[RFC] [PATCH] Cgroup based OOM killer controller

Tue Jan 27 02:53:00 PST 2009

On Tue, 27 Jan 2009, Nikanth Karthikesan wrote:

> > As previously stated, I think the heuristic to penalize tasks for not
> > having an intersection with the set of allowable nodes of the oom
> > triggering task could be made slightly more severe.  That's irrelevant to
> > your patch, though.
> >
> 
> But the heuristic makes it non-deterministic, unlike memcg case. And this 
> mandates special handling for cpuset constrained OOM conditions in this patch.
> 

Dividing a badness score by 8 if a task's set of allowable nodes do not 
insect with the oom triggering task's set does not make an otherwise 
deterministic algorithm non-deterministic.
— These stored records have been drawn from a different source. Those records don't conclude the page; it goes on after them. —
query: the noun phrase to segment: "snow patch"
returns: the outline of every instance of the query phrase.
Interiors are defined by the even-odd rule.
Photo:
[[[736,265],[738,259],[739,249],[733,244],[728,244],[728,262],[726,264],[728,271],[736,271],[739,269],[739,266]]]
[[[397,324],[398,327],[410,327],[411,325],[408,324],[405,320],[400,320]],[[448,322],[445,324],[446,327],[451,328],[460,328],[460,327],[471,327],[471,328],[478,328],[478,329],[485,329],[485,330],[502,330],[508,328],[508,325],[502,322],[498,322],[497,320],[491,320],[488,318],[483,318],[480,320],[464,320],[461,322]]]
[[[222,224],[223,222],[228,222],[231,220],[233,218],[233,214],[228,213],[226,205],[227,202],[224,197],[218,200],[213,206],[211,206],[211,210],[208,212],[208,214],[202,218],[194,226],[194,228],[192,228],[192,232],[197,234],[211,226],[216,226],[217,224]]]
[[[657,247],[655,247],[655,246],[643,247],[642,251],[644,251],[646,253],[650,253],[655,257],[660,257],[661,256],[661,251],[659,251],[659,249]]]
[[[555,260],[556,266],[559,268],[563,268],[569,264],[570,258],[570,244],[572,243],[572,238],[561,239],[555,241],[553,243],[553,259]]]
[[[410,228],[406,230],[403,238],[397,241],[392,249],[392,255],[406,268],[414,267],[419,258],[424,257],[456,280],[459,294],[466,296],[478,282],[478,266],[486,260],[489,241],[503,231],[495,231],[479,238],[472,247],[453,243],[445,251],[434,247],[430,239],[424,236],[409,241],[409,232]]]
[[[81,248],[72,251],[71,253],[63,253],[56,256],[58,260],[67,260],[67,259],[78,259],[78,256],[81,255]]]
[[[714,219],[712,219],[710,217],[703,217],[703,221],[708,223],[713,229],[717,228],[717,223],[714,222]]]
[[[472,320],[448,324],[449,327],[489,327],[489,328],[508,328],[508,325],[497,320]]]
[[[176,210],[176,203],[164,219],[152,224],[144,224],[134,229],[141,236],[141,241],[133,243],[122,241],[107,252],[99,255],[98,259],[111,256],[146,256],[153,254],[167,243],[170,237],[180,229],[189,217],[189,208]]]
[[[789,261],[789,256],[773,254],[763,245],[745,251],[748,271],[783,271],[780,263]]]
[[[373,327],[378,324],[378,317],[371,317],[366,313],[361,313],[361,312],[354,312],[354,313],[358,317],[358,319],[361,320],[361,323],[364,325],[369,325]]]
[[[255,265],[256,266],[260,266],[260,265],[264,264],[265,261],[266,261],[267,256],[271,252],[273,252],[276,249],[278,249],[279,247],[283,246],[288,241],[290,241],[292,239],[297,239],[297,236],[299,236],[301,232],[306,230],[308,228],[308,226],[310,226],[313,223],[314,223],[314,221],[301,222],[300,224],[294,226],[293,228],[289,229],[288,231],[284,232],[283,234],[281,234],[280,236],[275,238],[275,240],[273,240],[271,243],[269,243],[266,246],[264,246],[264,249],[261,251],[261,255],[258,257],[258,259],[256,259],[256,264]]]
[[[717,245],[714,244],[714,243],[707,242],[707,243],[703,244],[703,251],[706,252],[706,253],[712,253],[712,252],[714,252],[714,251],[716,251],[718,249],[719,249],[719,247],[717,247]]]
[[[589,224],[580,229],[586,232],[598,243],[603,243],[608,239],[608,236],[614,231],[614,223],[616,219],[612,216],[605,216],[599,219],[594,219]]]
I don't understand what you're arguing for here.  Are you suggesting that 
we should not prefer tasks that intersect the set of allowable nodes?  
That makes no sense if the goal is to allow for future memory freeing.

> > We also talked about a cgroup /dev/mem_notify device file that you can
> > poll() and learn of low memory situations so that appropriate action can
> > be taken even in lowmem situations as opposed to simply oom conditions.
> >
> 
> Userspace also needs to handle the cpuset constrained _almost-oom_'s 
> specially? I wonder how easily userspace can handle that.
> 

It handles it very well, cpusets are a client of cgroups and the 
/dev/mem_notify extension would be as well.  So to handle lowmem 
notifications for your cpuset, you would mount both cgroup subsystems at 
the same time and then poll() on the mem_notify file.  It would be 
responsible for the aggregate of tasks that the cgroup represents.

If lowmem notifications are implemented in the reclaim path, this is much 
easier for cpusets than for the memory controller, actually, since we 
already collect per-node ZVC information.

> > These types of policy decisions belong in userspace.
> 
> Yes, policy decisions will be made in user-space using this oom-controller. 
> This is just a framework/means to enforce policies. We do not make any 
> decisions inside the kernel.
> 
> But yes, the badness calculation by the oom killer implements some kind of 
> policy inside the kernel, but I guess it can stay, as this oom-controller lets 
> user policy over-ride kernel policy. ;-)
> 

The goal should not be to override the kernel's choice, because that 
decision depends heavily on the type of oom and the state of the machine 
at the time.  Appropriate changes to the oom killer's heuristics are 
always welcome; in my opinion, we should probably penalize tasks that do 
not intersect the triggering task's set of allowable nodes more than we 
currently do.

I think you'll find that your goals can be accomplished with a mem_notify 
cgroup and that it is a much more powerful interface so that your 
userspace policy can be better informed, especially if it is aware of 
lowmem situations where oom conditions are imminent.